In their observations, the Polish and German governments held that given that the marketing authorisation had expired, the national authorities responsible for pharmacovigilance would no longer be in a position of fulfilling their responsibilities in keeping updated information on the quality, safety and efficacy of the medicinal product which is subject to the parallel import. In a nutshell, pharmacovigilance are the rules which are put in place by a member states national authority which are necessary for the protection of public health, to prevent, detect and assess adverse reactions to medicinal products placed on the Union market.

Whilst acknowledging the fact that the protection of health and life of humans is of paramount importance, the CJEU observed how existing case-law requires that for a restriction to fall within the ambit of Article 36 TFEU, it must be appropriate for securing the achievement of the objective pursued and must not go beyond what is necessary to attain it. The CJEU, in pointing out the burden of having a prohibition satisfy the requirements of Article 36 TFEU, further held that such a prohibition must be applied proportionately, and it must be restricted to what is necessary to achieve the aims concerning the protection of health that are legitimately pursued. The principle of proportionality necessitates that the means chosen by the Member States are limited to what is appropriate and necessary to safeguard the legitimate objective pursued.

In analysing the arguments and observations made by Delfarma and the Polish and German governments, the CJEU acknowledged that the fact that the marketing authorisation has expired will impose a significant burden on national authorities on member states, given the fact that they are now deprived of a significant source of information and data of the medicinal product at issue. However, such a circumstance still didn’t justify the measures that the Polish law was implementing. Effectively, for the CJEU, the measures that the Polish law were taken were not in line with Article 36 TFEU since they were neither proportionate nor justified.

In support of this, the CJEU held that in the absence of a marketing authorisation of reference, national authorities which are tasked with the pharmacovigilance of a Member State are still able to adequately carry out their obligations. This can be achieved by accessing the necessary information from other sources, including cooperation with national authorities of other Member States.

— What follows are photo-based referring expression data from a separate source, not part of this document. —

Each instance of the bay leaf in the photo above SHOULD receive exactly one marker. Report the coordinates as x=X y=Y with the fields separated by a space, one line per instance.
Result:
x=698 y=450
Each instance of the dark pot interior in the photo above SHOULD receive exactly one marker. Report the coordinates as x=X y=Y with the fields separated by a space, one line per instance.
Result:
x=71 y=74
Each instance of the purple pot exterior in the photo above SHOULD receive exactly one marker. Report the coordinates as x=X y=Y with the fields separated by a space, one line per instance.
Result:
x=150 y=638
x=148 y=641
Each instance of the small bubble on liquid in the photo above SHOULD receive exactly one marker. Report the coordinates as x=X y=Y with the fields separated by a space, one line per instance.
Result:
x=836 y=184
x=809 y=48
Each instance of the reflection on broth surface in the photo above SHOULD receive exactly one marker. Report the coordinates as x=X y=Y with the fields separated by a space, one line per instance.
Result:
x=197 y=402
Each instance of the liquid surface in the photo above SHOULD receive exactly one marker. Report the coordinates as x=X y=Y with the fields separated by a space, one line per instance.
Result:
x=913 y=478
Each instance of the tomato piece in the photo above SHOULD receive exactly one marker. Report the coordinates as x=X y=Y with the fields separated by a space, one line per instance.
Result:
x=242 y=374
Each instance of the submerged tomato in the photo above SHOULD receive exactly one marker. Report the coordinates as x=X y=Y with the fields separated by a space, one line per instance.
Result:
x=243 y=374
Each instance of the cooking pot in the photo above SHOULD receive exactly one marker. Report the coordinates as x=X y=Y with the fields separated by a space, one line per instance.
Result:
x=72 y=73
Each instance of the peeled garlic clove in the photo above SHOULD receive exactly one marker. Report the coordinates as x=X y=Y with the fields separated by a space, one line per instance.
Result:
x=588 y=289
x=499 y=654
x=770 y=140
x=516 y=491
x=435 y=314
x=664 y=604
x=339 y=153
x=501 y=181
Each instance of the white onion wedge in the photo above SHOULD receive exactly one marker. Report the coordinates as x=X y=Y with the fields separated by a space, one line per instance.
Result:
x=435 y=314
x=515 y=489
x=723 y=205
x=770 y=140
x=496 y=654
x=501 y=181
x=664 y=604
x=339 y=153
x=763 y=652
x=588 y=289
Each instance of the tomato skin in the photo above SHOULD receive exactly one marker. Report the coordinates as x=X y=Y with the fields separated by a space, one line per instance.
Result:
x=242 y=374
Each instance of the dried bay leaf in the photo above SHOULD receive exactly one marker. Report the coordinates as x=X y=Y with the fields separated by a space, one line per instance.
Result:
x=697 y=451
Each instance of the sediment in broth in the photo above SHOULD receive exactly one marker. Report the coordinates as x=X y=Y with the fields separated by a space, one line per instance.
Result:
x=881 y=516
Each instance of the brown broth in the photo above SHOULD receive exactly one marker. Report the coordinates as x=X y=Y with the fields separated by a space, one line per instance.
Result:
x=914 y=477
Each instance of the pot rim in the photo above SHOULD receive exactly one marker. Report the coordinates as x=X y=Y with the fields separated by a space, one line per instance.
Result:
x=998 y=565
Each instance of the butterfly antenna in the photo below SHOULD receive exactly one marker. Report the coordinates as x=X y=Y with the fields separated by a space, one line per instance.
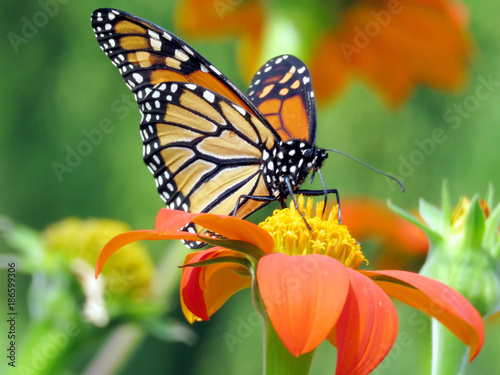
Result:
x=369 y=166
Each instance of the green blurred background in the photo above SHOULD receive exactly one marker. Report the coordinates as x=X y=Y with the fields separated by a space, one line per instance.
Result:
x=59 y=86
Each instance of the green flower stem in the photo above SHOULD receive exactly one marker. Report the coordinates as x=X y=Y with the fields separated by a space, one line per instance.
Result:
x=278 y=360
x=449 y=354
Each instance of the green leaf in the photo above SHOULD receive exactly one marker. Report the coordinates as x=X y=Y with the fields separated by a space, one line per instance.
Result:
x=489 y=195
x=434 y=237
x=445 y=209
x=171 y=331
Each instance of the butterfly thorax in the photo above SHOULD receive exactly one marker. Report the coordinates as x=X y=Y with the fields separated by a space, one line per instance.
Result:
x=294 y=159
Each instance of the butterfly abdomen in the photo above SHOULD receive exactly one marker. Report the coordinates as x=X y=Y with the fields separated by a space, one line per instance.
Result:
x=293 y=159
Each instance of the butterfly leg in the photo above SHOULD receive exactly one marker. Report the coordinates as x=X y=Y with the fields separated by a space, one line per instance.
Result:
x=315 y=193
x=254 y=197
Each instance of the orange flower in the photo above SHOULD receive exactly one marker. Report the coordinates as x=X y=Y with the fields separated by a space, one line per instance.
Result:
x=306 y=282
x=402 y=245
x=392 y=44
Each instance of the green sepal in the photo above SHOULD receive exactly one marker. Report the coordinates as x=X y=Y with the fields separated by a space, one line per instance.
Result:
x=431 y=215
x=445 y=210
x=491 y=237
x=474 y=225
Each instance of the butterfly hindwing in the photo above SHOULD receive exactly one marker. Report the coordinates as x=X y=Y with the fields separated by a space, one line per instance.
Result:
x=203 y=150
x=282 y=91
x=146 y=54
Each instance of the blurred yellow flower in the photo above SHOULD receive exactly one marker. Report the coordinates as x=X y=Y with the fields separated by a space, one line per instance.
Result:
x=73 y=238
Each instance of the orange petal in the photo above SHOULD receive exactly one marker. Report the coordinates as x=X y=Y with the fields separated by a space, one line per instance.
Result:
x=303 y=295
x=172 y=220
x=437 y=300
x=367 y=327
x=370 y=218
x=205 y=289
x=123 y=239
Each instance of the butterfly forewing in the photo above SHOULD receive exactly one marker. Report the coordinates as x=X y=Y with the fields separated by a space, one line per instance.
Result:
x=146 y=55
x=282 y=91
x=204 y=150
x=209 y=147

This should facilitate access to the documents and data produced by the manufacturer in the Members States where the medicinal products are still marketed on the basis of a marketing authorisation which hasn’t expired.

Furthermore, the CJEU explained how the national authorities have other avenues which can aid them in their pharmacovigilance such as the possibility of seeking clarity from national authorities of other Member States and enquiring as to whether any new risks have been identified with regards to the medicinal product in question, or whether any changes to the benefit-risk balance of that medicinal product have taken place.

Additionally, there also exists the possibility of national authorities referring to periodic safety update reports which are available to them by virtue of Directive 2001/83/EC on the Community code relating to medicinal products for human use, and Regulation (EC) No 726/2004 laying down Community procedures for the authorisation and supervision of medicinal products for human and veterinary use and establishing a European Medicines Agency.

In view of the above, the CJEU held that while on the one hand the national authority responsible for pharmacovigilance may have additional administrative and economic burdens imposed upon it once the marketing authorisation has expired, this does not justify the automatic expiration of a license for a parallel importation and therefore such a measure will not fall within the scope of Article 36 TFEU and is therefore a breach of the free movement of goods within the internal market.

This case highlighted the fact that while Article 36 TFEU allows the imposition of certain measures which impede cross-border trade, such measures must be justified by the Member State seeking to impose them and must also respect the principle of proportionality. Requirements which, time and time again, have been proven to be an insurmountable hurdle for Member States.